🤖 AI Summary
This work addresses the memory bottleneck and the inefficiency of 3D NAND-based in-memory computing in supporting dynamic sparse expert activation when deploying Mixture-of-Experts (MoE) large language models on edge devices. To overcome these challenges, the authors propose NASiC, a novel architecture that uniquely integrates content-addressable memory (CAM) with multi-bit 3D NAND in-memory computing. NASiC leverages a CAM-based gating mechanism to enable dynamic expert selection and activation computation within a single cycle, while employing block-level parallelism and in-situ signed multi-bit expansion to significantly enhance parallelism and memory utilization. Experimental results demonstrate that, compared to existing approaches, NASiC achieves 4–114.8× higher performance and 3.9–70× better energy efficiency while maintaining high inference accuracy, offering a promising pathway for efficient edge deployment of MoE models.
📝 Abstract
The Mixture-of-Experts (MoE) models have emerged as the state-of-the-art paradigm for scaling up large language models (LLMs) without proportionally increased computational cost.
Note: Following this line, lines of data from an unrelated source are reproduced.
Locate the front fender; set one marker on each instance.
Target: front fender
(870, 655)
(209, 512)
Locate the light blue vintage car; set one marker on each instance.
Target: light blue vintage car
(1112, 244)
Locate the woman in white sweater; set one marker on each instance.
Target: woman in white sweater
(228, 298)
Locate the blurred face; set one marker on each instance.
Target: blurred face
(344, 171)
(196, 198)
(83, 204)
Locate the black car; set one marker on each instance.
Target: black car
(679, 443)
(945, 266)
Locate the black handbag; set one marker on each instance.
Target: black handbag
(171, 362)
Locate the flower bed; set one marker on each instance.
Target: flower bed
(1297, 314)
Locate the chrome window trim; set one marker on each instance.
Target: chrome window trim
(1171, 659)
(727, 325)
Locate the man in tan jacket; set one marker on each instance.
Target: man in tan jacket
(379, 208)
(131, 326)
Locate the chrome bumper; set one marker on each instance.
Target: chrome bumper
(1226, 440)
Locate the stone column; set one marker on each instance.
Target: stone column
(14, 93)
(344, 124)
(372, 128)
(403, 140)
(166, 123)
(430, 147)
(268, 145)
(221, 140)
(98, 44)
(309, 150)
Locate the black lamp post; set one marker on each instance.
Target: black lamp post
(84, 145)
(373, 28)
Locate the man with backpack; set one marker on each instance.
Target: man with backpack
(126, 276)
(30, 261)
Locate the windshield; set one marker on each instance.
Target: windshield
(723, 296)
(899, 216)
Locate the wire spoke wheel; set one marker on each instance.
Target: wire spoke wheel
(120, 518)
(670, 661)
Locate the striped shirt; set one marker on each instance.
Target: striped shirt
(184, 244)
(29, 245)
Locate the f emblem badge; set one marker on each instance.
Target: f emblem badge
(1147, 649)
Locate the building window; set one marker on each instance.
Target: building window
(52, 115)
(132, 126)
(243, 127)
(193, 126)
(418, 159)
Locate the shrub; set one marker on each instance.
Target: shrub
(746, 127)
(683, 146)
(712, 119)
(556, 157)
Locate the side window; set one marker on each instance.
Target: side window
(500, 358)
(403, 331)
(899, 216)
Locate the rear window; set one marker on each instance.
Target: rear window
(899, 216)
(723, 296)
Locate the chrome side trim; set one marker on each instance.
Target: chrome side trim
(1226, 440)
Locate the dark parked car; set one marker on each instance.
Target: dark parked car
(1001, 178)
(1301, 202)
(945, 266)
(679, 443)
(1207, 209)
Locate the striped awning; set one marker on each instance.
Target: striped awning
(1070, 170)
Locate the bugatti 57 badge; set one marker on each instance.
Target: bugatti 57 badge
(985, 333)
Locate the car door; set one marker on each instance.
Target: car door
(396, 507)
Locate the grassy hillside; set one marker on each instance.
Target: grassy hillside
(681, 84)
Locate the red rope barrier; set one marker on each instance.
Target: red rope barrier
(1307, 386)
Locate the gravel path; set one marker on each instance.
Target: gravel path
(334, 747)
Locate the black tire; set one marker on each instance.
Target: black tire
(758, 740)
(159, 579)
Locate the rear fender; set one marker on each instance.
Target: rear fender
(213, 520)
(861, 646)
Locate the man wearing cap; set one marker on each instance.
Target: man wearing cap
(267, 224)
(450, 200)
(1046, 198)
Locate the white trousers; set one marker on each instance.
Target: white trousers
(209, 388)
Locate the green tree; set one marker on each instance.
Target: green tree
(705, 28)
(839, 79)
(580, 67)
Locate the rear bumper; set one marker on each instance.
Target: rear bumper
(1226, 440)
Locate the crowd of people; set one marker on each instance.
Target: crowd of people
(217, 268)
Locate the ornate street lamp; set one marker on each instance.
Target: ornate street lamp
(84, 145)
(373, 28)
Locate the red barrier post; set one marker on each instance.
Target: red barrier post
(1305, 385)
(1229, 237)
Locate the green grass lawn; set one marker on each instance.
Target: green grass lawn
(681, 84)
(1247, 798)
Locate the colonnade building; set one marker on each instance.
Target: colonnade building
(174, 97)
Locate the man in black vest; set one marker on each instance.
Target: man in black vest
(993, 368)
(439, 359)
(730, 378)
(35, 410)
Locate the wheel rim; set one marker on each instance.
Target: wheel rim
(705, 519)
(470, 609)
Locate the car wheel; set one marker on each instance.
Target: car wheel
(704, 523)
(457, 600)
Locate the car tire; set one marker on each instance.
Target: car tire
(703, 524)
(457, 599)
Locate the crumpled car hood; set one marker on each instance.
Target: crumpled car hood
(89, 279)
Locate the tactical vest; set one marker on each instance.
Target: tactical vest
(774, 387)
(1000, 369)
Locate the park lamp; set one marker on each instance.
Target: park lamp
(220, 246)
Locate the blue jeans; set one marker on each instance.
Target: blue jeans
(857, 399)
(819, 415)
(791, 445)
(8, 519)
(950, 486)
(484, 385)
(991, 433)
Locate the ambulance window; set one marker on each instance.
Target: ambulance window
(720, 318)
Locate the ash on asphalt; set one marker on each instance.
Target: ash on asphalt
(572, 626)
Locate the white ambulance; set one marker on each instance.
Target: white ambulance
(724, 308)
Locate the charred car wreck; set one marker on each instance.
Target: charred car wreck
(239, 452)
However, its on-device deployment faces a critical challenge due to the large memory requirement for storing all expert parameters. 3D NAND-based computing-in-memory (CIM) architectures uniquely offer high storage capacity and reduced data movement, while they are ill-suited for MoE models with dynamically sparse expert activation, leading to a degradation of effective computational parallelism, along with underutilization of multibit storage capability of Flash cells. In this work, we proposed a 3D NAND-based content addressable-selected CIM architecture, dubbed as NASiC, which is tailored to MoE models. By leveraging the intrinsic string structure of 3D NAND technology, NASiC fuses the dynamical expert selection through CAM-based masking mechanism and activated expert computation through CIM into a single computation cycle, eradicating redundant computation and enhancing computational parallelism. Moreover, circuit-level optimizations and multibit CIM cell are co-designed with proposed NASiC architecture, featuring block-wise parallel computation with in-situ signed multibit input and weight expansion, substantially improving the throughput and energy-efficiency of NAND CIM array, as well as the utilization of high-density 3D NAND technology for MoE models. With extensive experimental results, we demonstrate NASiC achieves 4-114.8x improved performance and 3.9-70x improved energy efficiency over state-of-the-art designs, along with high accuracy, showing its great potential for efficient on-device MoE LLM inference.